Il vaut mieux employer ses milliards à faire périr ses armées ! il vaut mieux se ruiner à se suicider !

Donc, devant le continent qui frissonne, les deux armées agonisent. Et, pendant ce temps-là, que fait « l’empereur Napoléon III » ? J’ouvre un journal de l’empire (l’orateur déploie un journal) et j’y lis : « Le carnaval poursuit ses joies. Ce ne sont que fêtes et bals. Le deuil que la cour a pris à l’occasion des morts des reines de Sardaigne sera suspendu vingt-quatre heures pour ne pas empêcher le bal qui va avoir lieu aux Tuileries. »

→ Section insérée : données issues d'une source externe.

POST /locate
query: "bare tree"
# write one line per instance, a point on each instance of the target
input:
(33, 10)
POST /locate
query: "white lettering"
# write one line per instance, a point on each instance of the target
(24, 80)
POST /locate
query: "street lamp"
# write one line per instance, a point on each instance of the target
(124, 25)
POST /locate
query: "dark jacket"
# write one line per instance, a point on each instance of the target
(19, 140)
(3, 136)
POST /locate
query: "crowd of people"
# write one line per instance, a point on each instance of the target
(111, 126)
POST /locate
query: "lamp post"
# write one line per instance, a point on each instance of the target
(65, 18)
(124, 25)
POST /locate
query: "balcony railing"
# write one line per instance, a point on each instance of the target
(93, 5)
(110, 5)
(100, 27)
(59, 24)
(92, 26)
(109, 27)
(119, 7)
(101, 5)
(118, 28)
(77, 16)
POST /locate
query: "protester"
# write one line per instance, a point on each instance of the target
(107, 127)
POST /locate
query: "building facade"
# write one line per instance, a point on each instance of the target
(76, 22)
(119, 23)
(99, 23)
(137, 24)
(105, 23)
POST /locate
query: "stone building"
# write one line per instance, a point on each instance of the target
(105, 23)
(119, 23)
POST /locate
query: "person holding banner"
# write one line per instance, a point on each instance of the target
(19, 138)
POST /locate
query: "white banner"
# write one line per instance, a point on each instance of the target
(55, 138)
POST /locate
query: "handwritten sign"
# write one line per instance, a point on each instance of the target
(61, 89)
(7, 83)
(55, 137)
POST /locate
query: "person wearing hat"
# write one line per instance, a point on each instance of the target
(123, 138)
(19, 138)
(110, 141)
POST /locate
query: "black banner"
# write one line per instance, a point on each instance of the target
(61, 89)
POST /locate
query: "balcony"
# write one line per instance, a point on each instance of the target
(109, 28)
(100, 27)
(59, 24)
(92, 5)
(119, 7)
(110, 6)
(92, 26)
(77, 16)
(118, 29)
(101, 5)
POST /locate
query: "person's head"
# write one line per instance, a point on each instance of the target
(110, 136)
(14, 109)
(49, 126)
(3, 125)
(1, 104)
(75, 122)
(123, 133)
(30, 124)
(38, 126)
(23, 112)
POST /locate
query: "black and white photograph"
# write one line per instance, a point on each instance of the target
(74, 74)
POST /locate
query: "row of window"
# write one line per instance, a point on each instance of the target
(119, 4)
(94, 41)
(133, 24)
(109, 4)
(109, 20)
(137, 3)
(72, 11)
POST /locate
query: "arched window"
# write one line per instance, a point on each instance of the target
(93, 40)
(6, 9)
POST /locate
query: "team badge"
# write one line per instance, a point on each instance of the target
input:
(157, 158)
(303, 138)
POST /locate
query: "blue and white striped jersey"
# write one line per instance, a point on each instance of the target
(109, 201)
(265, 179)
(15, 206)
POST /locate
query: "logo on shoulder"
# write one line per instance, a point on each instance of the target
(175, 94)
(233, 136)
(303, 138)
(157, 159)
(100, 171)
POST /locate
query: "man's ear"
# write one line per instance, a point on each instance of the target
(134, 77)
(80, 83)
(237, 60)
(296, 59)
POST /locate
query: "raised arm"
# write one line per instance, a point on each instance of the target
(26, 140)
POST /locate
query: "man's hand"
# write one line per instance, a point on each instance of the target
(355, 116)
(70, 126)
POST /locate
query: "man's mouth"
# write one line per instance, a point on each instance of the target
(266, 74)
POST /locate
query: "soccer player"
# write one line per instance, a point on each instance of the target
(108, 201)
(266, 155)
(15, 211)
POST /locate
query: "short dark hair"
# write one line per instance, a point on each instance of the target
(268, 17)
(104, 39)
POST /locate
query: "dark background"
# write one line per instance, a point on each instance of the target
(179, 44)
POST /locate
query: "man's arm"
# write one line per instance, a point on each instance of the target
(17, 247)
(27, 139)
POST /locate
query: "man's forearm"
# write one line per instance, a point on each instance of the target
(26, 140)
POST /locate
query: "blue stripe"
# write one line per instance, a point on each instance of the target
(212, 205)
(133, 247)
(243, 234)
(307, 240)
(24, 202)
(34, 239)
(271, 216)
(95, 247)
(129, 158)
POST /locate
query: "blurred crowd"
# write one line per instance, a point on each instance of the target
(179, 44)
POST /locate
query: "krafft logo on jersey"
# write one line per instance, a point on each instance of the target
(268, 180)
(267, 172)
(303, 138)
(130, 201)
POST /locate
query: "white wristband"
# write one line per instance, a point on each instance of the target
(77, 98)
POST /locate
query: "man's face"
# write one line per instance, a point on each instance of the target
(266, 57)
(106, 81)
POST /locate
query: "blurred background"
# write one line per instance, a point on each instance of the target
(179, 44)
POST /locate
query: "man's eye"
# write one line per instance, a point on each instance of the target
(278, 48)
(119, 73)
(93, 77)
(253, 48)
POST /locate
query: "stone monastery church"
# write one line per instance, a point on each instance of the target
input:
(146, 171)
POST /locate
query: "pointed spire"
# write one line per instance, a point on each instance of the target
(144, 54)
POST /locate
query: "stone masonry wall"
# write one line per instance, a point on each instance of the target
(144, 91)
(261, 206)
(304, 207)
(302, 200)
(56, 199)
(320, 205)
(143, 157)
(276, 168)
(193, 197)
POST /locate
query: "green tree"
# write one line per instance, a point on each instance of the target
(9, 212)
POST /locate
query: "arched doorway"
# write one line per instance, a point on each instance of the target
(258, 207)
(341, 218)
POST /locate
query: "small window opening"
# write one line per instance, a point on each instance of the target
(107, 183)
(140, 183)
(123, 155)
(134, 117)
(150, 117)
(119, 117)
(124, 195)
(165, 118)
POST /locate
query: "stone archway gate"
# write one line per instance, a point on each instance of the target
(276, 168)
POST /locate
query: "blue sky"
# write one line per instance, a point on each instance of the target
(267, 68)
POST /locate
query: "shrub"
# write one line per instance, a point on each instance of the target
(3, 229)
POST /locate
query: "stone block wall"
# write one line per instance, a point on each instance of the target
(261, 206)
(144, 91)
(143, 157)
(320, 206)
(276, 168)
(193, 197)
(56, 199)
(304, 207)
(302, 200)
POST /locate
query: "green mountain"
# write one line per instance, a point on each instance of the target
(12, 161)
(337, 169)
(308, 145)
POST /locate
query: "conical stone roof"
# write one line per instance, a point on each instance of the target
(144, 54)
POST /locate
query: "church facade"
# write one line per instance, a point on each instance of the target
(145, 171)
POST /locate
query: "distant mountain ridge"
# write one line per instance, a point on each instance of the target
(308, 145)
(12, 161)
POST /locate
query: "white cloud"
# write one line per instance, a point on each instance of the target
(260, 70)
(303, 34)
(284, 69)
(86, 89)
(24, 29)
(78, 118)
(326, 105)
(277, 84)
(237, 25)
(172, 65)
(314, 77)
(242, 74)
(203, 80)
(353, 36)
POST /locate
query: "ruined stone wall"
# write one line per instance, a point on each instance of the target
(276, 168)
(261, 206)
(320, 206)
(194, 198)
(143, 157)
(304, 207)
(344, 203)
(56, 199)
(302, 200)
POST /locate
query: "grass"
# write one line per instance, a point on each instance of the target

Oui, c’est le bruit d’un orchestre que nous entendons dans le pavillon de l’Horloge ; oui, le Moniteur enregistre et détaille le quadrille où ont « figuré leurs majestés » ; oui, l’empereur danse, oui, ce Napoléon danse, pendant que, les prunelles fixées sur les ténèbres, nous regardons, et que le monde civilisé, frémissant, regarde avec nous Sébastopol, ce puits de l’abîme, ce tonneau sombre ou viennent l’une après l’autre, pâles, échevelées, versant dans le gouffre leurs trésors et leurs enfants, et recommençant toujours, la France et l’Angleterre, ces deux Danaïdes aux yeux sanglants !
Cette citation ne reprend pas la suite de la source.